« Mourir pour des idées, l’idée est excellente, […] Mourons pour des idées, d’accord, mais de mort lente » fredonnait Georges Brassens, mais les résistants de 1851, eux, s’exposaient en connaissance de cause 1370 à périr de mort violente, peut-être pour une « illusion ». Pierre Bourdieu rappellerait alors que « l’illusio » :
‘« c’est le contraire de l’ataraxie, c’est le fait d’être investi, d’investir dans des enjeux qui existent dans un certain jeu, […] et qui n’existent que pour les gens qui, étant pris dans ce jeu et ayant des dispositions à reconnaître les enjeux qui s’y jouent, sont prêts à mourir pour des enjeux qui, à l’inverse, apparaissent comme dépourvus du point de vue de celui qui n’est pas pris à ce jeu, et le laissent indifférent » 1371 . ’Quels étaient les enjeux de leur mobilisation ? Ont‑ils tous voulu donner leur vie pour sauver la République ? Ou pour reprendre l’interrogation de Voltaire dans sa Vingt-cinquième Lettre philosophique : « la difficulté n'est pas seulement de savoir si on croira des témoins qui meurent pour soutenir leur déposition, […], mais encore si ces témoins sont effectivement morts pour cela […] ». Autrement dit : les insurgés de 1851 étaient-ils tous entrés en résistance pour sauver la République ? La problématique pourrait être aussi abordée avec une autre perspective.
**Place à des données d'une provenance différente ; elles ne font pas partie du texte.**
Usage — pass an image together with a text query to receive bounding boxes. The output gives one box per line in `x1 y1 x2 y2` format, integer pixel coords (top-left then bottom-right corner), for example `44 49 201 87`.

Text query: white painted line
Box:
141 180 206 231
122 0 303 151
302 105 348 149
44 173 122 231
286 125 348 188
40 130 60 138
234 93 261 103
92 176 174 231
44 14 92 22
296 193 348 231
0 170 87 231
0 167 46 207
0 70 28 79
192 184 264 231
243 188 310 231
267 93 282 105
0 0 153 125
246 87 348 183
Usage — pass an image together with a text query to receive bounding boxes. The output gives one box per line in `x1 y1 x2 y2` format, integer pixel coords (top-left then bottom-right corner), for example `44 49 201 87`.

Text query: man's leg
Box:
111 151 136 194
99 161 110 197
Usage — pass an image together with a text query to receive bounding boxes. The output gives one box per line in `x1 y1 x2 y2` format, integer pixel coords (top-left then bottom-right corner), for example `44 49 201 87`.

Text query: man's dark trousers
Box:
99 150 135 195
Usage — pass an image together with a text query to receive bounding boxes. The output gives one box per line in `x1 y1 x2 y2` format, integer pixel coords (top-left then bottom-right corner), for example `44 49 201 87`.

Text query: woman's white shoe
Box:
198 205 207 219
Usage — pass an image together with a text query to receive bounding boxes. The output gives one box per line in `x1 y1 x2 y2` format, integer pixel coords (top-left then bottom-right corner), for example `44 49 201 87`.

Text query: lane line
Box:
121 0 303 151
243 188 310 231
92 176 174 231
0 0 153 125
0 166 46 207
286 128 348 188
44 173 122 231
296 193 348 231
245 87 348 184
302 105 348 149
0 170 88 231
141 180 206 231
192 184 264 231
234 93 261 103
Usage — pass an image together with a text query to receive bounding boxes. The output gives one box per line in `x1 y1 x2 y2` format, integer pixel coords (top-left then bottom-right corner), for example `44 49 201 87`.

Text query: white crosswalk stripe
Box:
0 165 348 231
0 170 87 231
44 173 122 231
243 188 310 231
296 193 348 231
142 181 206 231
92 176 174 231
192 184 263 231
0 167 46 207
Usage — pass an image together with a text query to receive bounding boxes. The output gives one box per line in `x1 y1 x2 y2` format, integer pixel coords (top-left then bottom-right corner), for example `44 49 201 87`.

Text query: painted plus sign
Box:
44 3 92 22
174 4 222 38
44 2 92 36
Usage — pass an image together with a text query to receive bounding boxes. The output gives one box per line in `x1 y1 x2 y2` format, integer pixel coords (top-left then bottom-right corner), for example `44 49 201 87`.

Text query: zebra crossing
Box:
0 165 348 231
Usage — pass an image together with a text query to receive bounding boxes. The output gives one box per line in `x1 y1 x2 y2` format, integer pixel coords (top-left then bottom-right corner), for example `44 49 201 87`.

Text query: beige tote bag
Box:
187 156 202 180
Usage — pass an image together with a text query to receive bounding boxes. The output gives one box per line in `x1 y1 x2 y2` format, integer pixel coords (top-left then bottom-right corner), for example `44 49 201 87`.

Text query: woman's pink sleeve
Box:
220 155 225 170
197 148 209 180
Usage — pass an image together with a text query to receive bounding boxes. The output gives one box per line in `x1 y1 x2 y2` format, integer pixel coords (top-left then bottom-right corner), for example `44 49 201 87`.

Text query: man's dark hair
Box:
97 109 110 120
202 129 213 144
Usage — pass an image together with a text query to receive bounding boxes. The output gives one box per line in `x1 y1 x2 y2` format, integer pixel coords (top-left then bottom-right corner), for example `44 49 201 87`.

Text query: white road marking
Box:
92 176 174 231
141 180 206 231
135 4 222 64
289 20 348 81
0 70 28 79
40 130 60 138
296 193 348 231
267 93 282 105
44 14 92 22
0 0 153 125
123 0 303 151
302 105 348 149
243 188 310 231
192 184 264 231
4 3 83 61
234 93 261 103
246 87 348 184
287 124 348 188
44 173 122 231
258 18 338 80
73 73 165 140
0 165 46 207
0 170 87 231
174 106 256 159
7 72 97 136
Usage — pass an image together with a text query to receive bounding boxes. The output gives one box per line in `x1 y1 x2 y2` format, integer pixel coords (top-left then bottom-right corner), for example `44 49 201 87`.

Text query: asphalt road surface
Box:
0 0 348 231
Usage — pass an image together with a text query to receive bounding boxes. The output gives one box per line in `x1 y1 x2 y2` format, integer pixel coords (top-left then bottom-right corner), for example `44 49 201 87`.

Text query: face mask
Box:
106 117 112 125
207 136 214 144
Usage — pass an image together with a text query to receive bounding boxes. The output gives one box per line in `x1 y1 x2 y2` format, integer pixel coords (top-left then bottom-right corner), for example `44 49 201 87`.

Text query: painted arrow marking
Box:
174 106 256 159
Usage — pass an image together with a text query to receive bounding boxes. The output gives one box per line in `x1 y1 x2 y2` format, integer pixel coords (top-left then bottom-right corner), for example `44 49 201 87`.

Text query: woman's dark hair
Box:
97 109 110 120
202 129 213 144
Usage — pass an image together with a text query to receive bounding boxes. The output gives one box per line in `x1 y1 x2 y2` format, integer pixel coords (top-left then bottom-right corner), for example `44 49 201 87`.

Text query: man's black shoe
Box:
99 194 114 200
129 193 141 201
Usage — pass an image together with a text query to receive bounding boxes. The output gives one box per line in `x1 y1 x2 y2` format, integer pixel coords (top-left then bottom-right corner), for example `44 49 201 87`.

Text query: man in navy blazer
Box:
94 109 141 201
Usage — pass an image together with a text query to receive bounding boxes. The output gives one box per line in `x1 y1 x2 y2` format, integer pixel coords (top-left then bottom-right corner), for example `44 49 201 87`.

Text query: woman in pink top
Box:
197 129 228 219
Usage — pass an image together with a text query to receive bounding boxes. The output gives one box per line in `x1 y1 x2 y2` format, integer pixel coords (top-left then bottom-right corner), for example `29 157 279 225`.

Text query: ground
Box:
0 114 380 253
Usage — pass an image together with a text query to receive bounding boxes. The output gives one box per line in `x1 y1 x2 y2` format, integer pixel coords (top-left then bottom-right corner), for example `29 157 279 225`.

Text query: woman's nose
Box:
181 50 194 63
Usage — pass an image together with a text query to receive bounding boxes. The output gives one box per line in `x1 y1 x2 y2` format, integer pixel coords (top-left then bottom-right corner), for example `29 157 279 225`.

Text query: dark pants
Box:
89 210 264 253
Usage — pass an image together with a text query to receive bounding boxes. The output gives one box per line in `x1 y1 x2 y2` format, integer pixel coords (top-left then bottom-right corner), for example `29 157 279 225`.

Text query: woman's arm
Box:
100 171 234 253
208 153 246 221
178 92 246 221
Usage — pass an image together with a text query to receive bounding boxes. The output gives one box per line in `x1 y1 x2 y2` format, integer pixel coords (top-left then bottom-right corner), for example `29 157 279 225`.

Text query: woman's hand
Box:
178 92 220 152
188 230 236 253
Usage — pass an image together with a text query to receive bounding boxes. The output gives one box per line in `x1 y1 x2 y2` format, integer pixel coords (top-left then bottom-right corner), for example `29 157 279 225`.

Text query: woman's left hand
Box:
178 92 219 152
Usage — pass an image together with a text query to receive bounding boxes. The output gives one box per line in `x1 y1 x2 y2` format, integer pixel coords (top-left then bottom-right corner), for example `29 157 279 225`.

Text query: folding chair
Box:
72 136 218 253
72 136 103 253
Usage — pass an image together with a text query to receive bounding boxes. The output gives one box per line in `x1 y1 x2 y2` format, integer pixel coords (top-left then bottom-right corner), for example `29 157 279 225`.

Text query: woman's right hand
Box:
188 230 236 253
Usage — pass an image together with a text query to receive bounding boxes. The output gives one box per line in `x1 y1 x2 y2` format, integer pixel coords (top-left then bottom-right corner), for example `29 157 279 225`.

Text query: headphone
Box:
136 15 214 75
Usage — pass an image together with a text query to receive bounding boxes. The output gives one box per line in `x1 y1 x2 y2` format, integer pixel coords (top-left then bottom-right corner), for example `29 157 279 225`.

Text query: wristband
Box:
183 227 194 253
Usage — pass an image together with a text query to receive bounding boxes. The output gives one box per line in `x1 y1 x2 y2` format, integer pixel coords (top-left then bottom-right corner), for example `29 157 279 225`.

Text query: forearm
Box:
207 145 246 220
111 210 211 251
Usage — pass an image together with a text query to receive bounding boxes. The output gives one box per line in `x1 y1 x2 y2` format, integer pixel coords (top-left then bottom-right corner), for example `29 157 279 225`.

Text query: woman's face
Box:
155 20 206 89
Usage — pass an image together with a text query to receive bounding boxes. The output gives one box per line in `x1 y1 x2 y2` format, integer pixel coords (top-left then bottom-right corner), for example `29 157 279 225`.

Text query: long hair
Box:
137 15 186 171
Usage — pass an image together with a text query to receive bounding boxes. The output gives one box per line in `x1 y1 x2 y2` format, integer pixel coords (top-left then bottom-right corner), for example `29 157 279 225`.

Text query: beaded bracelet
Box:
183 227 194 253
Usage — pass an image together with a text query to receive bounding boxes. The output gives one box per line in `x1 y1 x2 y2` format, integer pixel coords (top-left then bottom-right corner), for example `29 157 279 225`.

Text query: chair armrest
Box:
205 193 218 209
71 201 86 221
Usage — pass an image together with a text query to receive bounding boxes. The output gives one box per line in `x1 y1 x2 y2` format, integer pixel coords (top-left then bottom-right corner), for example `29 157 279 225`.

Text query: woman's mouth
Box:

Y a-t-il forcément corrélation entre militants républicains des années précédant le coup d’État et participants aux insurrections de Décembre 1851 ?
Le département de l’Ardèche était en état de siège depuis le mois de septembre 1851.
Pierre Bourdieu, « Un acte désintéressé est-il possible ?», dans Raisons Pratiques. Sur la théorie de l’action, Éditions du Seuil, 1994, pp. 152.